TSERT – Time Series ERT file format

This is the description of an example file format, highlighting the proposed process of describing and implementing new file formats.

Warning

This is an experimental file format subject to constant change. For now no backward compatibility between file format versions ist provided!

Name and aims of the new file format

  • Name: TSERT (name in REDA: tsert)

  • Provide a one-file format for monitoring-ERT data, including electrode positions and topography and metadata.

  • Investigate how to apply the features of the HDF5 container format to the storage of geoelectrical data

  • Investigate how to best store meta data along with the data

  • Investigate using compression techniques to reduce the file size

Features

The TSERT file format

  • stores multiple time steps of ERT data

  • stores multiple versions (i.e. filtered/unfiltered) of each data set

  • stores electrode positions

  • stores topography information

  • stores metadata

within one HDF5 file for easy storage and distribution.

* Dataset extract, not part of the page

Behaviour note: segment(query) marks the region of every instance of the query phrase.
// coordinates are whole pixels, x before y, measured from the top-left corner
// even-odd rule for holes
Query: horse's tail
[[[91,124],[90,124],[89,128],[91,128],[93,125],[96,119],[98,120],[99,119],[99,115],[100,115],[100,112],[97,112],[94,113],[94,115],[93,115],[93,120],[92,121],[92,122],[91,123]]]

Required external python libraries

  • h5py

Structure

  • Data is stored in one hdf5 file and structured in a hierachical tree structure

  • Each timestep is stored in its own HDF group

  • (option) We could store metadata directly in the corresponding attributes of each group, or we could write json-codified metadata into one attribute

  • Each time step is stored in its own group:

    /
    /.attrs['file_format'] = 'tsert'
    /.attrs['format_version'] = 0.1
    INDEX/index <- pandas.DataFrame which holds TS_KEY<->datetime/timestep
                   info; one column: value
    ELECTRODES/
        ELECTRODE_POSITIONS <- pandas.DataFrame
    TOPOGRAPHY/
        [...]
    ERT_DATA/
        [TS_KEY].attrs['metadata'] <- metadata for this data set
    ERT_DATA/[TS_KEY]/base <- original data set
    ERT_DATA/[TS_KEY]/v1 <- filter data set, version 1
    ERT_DATA/[TS_KEY]/v1.attrs['filters'] <- metadata for filtered data set (not implemented)
    ERT_DATA/[TS_KEY]/v2 <- filter data set, version 2
    ERT_DATA/[TS_KEY]/v2.attrs['filters'] <- metadata for filtered data set (not implemented)
    
  • TSKEY is an integer index; actual timestep information (i.e., datetimes) are stored in the timestep column of the INDEX/index dataframe, which TS_KEY-values associated with the dataframe index.

Metadata

Metadata in REDA is implemented using nested dictionaries. This structure can also be saved in the HDF5 container in the group METADATA. Nested dicts are implemented as subgroups, and key-item pairs are stored using the .attrs functionality of the HDF5 container.

Implementation

The TSERT file format is implemented in the following reda source files:

  • lib/reda/exporters/tsert_export.py

  • lib/reda/importers/tsert_import.py

Shortcomings

  • Not sure if this file format use usable for long-term storage (5+ years).

Future enhancements

  • After the format stabilizes it will be easy to extend it to complex electrical data and even to spectral induced polarization data.

  • It would be nice to extend the versioning to include the journal so one can see how a given version was created from the base version.

TODO

  • set up a rudimentary set of tests for tsert

  • investigate how we can only open the file once and then do a full export of data, electrodes, topography, metadata, etc. At the moment we always open/close the file to accommodate different handling strategies (i.e., pandas uses pytables, I think, and therefore cannot work with h5py…)

  • Use compression to reduce the file size

  • Add check summing to detect data corruption